Sunday, 24 June 2018

Insecure Permissions in GIMP - CVE-2018-12713

Hi Internet,


Summary: GIMP through 2.10.2 makes g_get_tmp_dir calls to establish temporary filenames, which may result in a filename that already exists, as demonstrated by the gimp_write_and_read_file function in app/tests/test-xcf.c. This might be leveraged by attackers to overwrite files or read file content that was intended to be private.
Img Src:

While having a look on GIMP code I observed that,
File  which was;
filename = g_build_filename (g_get_tmp_dir (), "gimp-test.xcf", NULL);
The function with 'getenv("TMP")';it returns untrustable input. This issue was reported to GNOME GIMP team and a patch was pushed.

   GimpImage           *image;
   GimpImage           *loaded_image;
   GimpPlugInProcedure *proc;
-  gchar               *filename;
+  gchar               *filename = NULL;
+  gint                 file_handle;
   GFile               *file;
   /* Create the image */
@@ -311,7 +312,9 @@ gimp_write_and_read_file (Gimp     *gimp,
   /* Write to file */
-  filename = g_build_filename (g_get_tmp_dir (), "gimp-test.xcf", NULL);
+  file_handle = g_file_open_tmp ("gimp-test-XXXXXX.xcf", &filename, NULL);
+  g_assert (file_handle != -1);
+  close (file_handle);
   file = g_file_new_for_path (filename);
   g_free (filename);
Not sure this is really solving the issue reported, which is that `g_get_tmp_dir()` uses environment variables (yet as g_file_open_tmp() uses g_get_tmp_dir()…). But at least g_file_open_tmp() should create unique temporary files, which prevents overriding existing files (which is most likely the only real attack possible here, or at least the only one I can think of unless some weird vulnerabilities exist in glib) CVE-2018-12713 was assigned to this issue.

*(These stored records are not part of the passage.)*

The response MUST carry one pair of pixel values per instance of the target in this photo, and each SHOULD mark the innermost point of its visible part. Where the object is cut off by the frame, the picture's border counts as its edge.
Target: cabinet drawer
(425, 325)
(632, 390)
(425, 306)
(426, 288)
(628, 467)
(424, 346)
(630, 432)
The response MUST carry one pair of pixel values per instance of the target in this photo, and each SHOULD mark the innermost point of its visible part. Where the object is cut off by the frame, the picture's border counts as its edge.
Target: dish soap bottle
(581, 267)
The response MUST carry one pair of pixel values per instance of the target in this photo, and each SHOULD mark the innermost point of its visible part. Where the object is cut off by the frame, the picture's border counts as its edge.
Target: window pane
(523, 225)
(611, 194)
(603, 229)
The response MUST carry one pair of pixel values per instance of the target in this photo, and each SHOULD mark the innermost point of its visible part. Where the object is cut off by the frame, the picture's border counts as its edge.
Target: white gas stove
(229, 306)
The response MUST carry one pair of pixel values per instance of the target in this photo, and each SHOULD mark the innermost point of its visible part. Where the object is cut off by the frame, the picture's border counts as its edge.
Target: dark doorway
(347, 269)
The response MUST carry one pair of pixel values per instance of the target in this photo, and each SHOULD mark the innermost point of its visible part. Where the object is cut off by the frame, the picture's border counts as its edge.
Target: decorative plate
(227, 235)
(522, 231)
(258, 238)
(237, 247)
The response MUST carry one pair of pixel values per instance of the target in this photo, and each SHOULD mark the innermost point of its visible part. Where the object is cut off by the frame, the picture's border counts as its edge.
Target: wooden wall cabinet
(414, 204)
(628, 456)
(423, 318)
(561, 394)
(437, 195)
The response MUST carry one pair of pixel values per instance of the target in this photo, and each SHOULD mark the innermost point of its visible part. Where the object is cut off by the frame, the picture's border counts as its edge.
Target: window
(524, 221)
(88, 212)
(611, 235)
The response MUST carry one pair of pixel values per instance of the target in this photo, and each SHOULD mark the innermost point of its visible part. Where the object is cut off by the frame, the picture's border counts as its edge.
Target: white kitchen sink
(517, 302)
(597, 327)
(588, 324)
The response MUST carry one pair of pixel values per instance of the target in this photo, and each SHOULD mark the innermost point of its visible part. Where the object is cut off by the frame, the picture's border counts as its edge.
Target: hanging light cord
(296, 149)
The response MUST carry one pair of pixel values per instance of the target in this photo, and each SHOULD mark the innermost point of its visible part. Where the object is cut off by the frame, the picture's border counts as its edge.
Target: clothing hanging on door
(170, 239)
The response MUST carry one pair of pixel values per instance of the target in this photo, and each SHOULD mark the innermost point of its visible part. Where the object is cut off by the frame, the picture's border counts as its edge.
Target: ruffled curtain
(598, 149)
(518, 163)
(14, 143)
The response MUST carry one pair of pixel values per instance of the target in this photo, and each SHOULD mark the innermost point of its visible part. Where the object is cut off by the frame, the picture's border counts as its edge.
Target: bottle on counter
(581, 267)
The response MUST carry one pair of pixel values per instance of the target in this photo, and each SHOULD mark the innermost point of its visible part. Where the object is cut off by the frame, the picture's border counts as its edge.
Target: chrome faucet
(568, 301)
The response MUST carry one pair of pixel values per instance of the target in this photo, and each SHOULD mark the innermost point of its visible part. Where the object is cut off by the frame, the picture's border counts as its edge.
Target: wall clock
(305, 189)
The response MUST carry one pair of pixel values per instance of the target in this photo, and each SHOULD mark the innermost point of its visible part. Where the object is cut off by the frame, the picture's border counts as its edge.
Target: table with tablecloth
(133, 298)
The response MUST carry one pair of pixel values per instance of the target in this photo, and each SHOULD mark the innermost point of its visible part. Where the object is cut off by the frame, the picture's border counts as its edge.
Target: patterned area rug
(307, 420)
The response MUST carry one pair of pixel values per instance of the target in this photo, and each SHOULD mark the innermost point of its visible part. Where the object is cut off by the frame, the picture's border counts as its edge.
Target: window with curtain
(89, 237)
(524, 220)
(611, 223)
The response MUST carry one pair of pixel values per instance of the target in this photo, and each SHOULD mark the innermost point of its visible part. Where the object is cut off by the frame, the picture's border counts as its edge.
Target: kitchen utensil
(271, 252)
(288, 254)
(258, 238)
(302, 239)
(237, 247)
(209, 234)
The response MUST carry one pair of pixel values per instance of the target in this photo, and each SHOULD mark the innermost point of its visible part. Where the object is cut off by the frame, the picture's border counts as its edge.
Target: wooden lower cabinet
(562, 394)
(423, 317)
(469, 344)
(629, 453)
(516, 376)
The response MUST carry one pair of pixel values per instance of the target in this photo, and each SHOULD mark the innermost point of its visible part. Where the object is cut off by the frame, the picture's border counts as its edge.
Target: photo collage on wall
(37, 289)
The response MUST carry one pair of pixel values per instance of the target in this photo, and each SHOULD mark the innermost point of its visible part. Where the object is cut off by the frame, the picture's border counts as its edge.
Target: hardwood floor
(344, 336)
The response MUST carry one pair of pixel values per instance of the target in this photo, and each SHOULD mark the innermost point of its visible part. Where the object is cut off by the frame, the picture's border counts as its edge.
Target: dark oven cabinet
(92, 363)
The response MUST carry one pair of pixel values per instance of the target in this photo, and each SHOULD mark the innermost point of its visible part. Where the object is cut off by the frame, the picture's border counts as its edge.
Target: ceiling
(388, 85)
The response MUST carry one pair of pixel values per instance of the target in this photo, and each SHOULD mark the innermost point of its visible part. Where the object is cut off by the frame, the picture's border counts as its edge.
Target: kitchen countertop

  1. Hey, this code been using only during tests, its not part of the application at all :)

  2. To be clear, to the best of my knowledge this ‘vulnerability’ only exists in unit tests, which are not (and never have been) shipped to users. This ‘vulnerability’ does not affect users. I don’t think it warrants a CVE number.

    I believe that labelling and promoting vulnerabilities which don’t actually affect users detracts from the ones we actually need to care about. Please don’t do that. Save your efforts for things which actually have an impact.

  3. ... and how is that title related to the issue? "Insecure permissions" would match rather that issue with access(), and not really this one.